Rabu 20 Nov 2013 20:40 WIB

Noorsy: Boediono Pelaku Utama FPJP Bank Century

Rep: Bilal Ramadhan/ Red: Djibril Muhammad
Ichsanuddin Noorsy
Ichsanuddin Noorsy

REPUBLIKA.CO.ID, JAKARTA -- KPK meminta keterangan saksi ahli yang merupakan pengamat ekonomi politik dari Universitas Indonesia (UI), Ichsanuddin Noorsy dalam kasus dugaan korupsi pemberian Fasilitas Pendanaan Jangka Pendek (FPJP) dan penetapan Bank Century sebagai bank gagal berdampak sistemik.

Noorsy menilai Wakil Presiden yang juga Gubernur Bank Indonesia saat itu, Boediono menjadi aktor utama dalam pemberian FPJP kepada Bank Century.

"Di FPJP, dia (Boediono) pelaku utama bersama dengan BM (Budi Mulya), begitu terseretnya Boediono dan Budi Mulya," kata Noorsy yang ditemui usai keluar dari Gedung KPK, Jakarta, Rabu (20/11).

Noorsy menjelaskan pengambil kebijakan dalam rangka FPJP adalah Gubernur Bank Indonesia saat itu, Boediono karena mengubah dua kebijakan terkait Bank Century.

Saat itu Boediono mengubah Peraturan Bank Indonesia (PBI), dari adanya perubahan PBI ini kemudian Boediono memberikan FPJP kepada Bank Century. Maka itu dalam pemberian FPJP, Boediono disebutkan sebagai aktor utama.

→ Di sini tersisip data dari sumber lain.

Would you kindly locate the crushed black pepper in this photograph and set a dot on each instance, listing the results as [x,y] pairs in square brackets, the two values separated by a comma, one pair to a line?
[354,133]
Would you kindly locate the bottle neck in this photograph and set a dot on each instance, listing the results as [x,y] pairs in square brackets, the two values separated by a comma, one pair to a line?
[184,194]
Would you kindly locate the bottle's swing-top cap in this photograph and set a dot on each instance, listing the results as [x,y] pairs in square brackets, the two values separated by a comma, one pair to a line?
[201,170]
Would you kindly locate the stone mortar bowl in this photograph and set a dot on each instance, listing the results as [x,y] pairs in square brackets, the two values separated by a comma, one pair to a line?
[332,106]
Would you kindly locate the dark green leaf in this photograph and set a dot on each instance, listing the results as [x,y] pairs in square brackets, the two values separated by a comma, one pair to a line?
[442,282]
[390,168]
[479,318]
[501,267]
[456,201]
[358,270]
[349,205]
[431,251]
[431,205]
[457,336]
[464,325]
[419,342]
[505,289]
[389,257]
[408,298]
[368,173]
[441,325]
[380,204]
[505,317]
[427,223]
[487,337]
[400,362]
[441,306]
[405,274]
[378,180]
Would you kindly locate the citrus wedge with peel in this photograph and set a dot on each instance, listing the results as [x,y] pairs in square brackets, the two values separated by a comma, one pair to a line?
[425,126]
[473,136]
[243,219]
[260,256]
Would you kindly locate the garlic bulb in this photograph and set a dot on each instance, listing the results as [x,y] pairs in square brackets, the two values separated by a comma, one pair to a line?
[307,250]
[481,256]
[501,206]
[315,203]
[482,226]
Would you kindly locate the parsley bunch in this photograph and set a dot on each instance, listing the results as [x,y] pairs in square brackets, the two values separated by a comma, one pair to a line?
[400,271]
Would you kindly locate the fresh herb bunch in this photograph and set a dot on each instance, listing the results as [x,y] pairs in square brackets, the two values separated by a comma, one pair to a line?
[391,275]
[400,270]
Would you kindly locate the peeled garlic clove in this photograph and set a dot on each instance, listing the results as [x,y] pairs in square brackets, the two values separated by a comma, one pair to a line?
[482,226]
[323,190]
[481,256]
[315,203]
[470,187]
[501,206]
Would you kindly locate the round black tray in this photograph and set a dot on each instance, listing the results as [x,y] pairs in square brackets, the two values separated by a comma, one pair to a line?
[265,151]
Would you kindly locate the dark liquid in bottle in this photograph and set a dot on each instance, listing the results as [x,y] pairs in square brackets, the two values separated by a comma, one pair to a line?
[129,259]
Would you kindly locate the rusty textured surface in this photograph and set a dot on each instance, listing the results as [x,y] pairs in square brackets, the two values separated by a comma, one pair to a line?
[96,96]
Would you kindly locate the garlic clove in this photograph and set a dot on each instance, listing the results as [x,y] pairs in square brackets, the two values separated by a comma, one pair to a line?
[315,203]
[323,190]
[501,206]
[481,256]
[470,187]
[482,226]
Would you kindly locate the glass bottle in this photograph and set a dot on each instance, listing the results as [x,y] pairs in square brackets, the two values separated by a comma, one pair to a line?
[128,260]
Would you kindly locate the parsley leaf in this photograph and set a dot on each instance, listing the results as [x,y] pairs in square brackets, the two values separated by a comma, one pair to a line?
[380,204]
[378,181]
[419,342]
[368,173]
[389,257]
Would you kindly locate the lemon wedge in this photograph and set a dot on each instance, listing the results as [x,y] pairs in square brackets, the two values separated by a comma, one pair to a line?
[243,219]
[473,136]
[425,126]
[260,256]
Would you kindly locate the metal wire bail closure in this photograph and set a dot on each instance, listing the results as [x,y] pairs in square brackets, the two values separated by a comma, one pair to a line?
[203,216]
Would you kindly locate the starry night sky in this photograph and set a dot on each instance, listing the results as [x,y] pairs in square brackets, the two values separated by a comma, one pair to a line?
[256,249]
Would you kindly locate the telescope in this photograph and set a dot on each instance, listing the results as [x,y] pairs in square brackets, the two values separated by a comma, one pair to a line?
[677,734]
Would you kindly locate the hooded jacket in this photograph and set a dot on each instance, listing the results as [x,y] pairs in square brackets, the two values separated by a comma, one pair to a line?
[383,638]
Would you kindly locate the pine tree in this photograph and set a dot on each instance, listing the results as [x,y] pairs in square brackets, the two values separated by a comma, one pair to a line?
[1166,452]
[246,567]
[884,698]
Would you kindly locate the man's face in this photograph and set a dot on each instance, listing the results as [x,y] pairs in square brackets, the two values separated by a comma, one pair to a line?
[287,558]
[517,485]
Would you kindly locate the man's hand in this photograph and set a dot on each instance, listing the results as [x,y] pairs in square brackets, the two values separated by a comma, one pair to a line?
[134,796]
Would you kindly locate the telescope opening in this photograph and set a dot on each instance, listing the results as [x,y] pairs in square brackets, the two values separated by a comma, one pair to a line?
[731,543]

Akan tetapi dalam penetapan Bank Century sebagai bank gagal berdampak sistemik hingga digelontori dana talangan atau bail out sebesar Rp 6,7 triliun, Boediono bukanlah pelaku utamanya. Dalam kebijakan ini, ia melanjutkan, Boediono hanya turut serta melakukan.

"Kalau Budiono turut serta di dana talangan, tapi kalau di FPJP, nggak dia bersama-sama dengan BM (menjadi pelaku utamanya), beda di situ melihatnya," katanya menjelaskan.

Dalam pemeriksaan, ia menambahkan, penyidik juga sempat menanyakan apakah penyelamatan Bank Century telah sesuai dengan prinsip kehati-hatian dalam pengambilan kebijakan perbankan.

Ia menjelaskan kepada penyidik, penyelamatan harus didasarkan kepada data mutakhir.

Sedangkan data mutakhir ini adalah neraca harian yang harus diperoleh oleh otoritas pengambil kebijakan. Namun pada kasus Bank Century ini, tidak ada data mutakhir, tidak ada juga neraca harian.

Sehingga nilainya dari Rp 632 miliar kemudian berubah menjadi Rp 1,7 triliun dan bahkan pada 23 November 2008 menjadi Rp 2,7 triliun posisinya.

"Yang menarik adalah struktur talangan yang berjumlah Rp 6,762 triliun itu tiga kali penempatan di sana statusnya dalam rangka memenuhi CAR (capital adequacy ratio) dari negatif menjadi positif posisinya," paparnya.

Menurutnya hal ini artinya pengambilan keputusan ini tidak didasarkan pada neraca harian, tidak didasarkan cut off pada posisi Bank Century harus diselamatkan. Hal ini ia menilai sebagai pelanggaran terhadap prinsip kehati-hatian.

Posisi kunci dalam kebijakan terhadap Bank Century ini, lanjutnya, berada di BI, bagaimana BI menentukan Bank Century sebagai bank gagal yang berdampak sistemik.

Yang paling menarik, ia melihat bagaimana perubahan CAR yang terus berubah dari November 2008 menjadi Februari 2009.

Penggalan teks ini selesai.